Dunque un legame forte, cementato dal tempo e dagli interessi reciproci. Lo prova il fatto che l'unico erede di Giulio e Franca Segre, Massimo (fra l'altro fondatore di Directa, la prima società di trading on line italiana) siede nei consigli di amministrazione delle società di De Benedetti, Cofide e Cir. Franca poi è l'unica non di famiglia presente nell'accomandita-cassaforte che controlla il gruppo. I rapporti sono così profondamente radicati, che spesso è difficile distinguere quando i Segre agiscono in proprio e quando in qualche modo d'intesa con il loro amico di sempre. Il loro muoversi in abbinata non stupisce.
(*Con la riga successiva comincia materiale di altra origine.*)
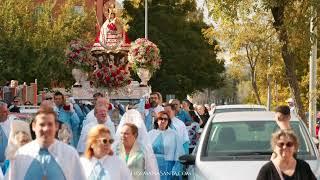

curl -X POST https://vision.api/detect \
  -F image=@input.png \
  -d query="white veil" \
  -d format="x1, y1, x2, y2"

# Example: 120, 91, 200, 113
114, 109, 160, 180
115, 109, 152, 148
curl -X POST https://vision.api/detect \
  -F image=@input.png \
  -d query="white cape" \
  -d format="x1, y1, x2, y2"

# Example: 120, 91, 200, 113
8, 140, 86, 180
80, 155, 132, 180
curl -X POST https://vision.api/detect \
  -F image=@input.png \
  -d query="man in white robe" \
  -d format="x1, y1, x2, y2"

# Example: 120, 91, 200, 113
145, 92, 164, 131
77, 105, 115, 153
82, 96, 114, 127
164, 104, 190, 154
8, 110, 85, 180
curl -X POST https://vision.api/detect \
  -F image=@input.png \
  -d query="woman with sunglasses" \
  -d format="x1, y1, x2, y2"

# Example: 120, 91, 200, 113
81, 125, 132, 180
148, 111, 184, 180
257, 130, 316, 180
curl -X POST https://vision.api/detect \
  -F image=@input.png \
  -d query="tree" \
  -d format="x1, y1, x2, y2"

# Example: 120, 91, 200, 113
0, 0, 95, 87
204, 8, 278, 104
208, 0, 320, 120
124, 0, 224, 98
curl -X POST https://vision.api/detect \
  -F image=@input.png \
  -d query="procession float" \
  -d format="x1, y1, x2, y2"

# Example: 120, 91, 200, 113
66, 0, 161, 101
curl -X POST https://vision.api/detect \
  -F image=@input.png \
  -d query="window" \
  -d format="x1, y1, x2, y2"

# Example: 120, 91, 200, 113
201, 120, 315, 159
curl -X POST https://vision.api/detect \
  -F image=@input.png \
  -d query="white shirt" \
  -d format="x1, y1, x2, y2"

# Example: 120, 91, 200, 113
8, 140, 86, 180
171, 117, 190, 143
77, 116, 116, 153
82, 110, 97, 127
0, 115, 16, 139
80, 155, 132, 180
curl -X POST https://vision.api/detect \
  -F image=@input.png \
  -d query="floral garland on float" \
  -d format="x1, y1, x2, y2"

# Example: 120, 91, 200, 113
128, 38, 162, 86
66, 39, 95, 87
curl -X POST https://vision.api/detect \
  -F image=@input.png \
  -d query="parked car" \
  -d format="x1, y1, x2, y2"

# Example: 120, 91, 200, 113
180, 112, 320, 180
213, 104, 267, 114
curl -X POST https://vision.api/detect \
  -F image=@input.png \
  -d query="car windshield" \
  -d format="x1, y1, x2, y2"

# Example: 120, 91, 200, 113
214, 107, 266, 114
201, 120, 316, 160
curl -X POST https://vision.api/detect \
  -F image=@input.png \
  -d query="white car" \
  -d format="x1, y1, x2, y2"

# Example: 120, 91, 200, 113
213, 104, 267, 114
180, 112, 320, 180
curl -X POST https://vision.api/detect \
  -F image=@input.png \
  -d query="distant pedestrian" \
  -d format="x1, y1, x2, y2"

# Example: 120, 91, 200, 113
257, 130, 316, 180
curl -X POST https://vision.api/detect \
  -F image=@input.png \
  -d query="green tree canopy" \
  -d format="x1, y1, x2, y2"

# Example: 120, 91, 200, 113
124, 0, 224, 98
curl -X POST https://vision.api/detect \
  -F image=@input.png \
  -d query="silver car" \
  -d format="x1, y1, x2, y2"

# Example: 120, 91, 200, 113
213, 104, 267, 114
180, 112, 320, 180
Ha stupito invece il rapporto con Coppola. Quando i Segre e Bim hanno finanziato questo furbetto del quartierino, hanno prodotto uno choc: riusciva difficile persino immaginare l'accoppiata fra le impiegate con il grembiule nero e i gorilla che Coppola teneva anche sul tetto della sua villa in Sardegna. Ma gli affari sono affari.

E poi, prendendo il controllo dell'Ipi perché non riuscivano a farsi rimborsare i prestiti, i Segre sono tornati alle origini, a quel mattone tanto caro a Luigi, il fondatore. E c'è dell'altro ancora. Durante la lunga carcerazione preventiva di Coppola, la signora Franca ha detto: «Non capisco perché non lo lascino uscire. Per me Danilo è come un figlio». Evidentemente questa donna di denari nasconde un cuore insospettato.